-->

Bloomberg AI Researchers Refine OpenAI's Whisper

Article Featured Image

Researchers from Bloomberg's AI Engineering group worked with a group of researchers from the WeNet Open Source Community have refined OpenAI's Whisper speech-to-text AI system to handle live audio streams with minimal accuracy degradation.

Since Whisper is designed to work on whole recordings, not live, real-time audio, it usually struggles to transcribe meetings or phone calls as they happen, the researchers found, To overcome this, they added a second quick-listen system (called a CTC decoder) that produces fast, partial transcripts in real time and then used Whisper's original careful-listen system to clean them up when a pause is detected. They also gave the quick-listen part a smaller set of word pieces, which made it faster and better at guessing unusual words.
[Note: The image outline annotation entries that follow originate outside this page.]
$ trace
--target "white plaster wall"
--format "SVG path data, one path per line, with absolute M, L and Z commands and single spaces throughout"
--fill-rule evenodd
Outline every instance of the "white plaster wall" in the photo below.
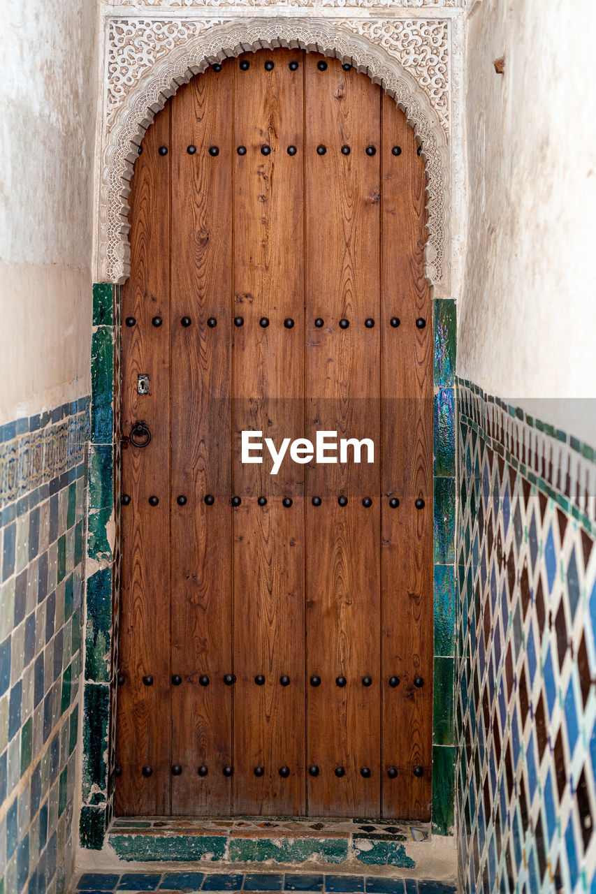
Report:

Testing on company earnings calls and public speech datasets demonstrated that the new version can keep up with speech in real time, even on regular CPUs, while still delivering accurate, well-formatted transcripts.

Haoran Zhou, lead researcher on the project, said "the result is close to Whisper's transcription quality but now runs in real-time on CPUs with a clear, tunable delay.

"Our work pushes [automatic speech recognition] forward by taking Whisper...and converting it into a true streaming model that delivers near-offline accuracy with low, predictable delay using standard CPUs. We do this by embedding Whisper in a Unified Two-Pass (U2) framework, in which a lightweight, causally masked CTC decoder emits draft transcripts as audio arrives, and the original attention decoder then rescores them for high quality. We further introduce a “hybrid” tokenizer that shrinks the CTC token set for data-efficient fine-tuning while retaining Whisper’s full vocabulary for reranking. This is the first work that turns Whisper into a true streaming model," he added.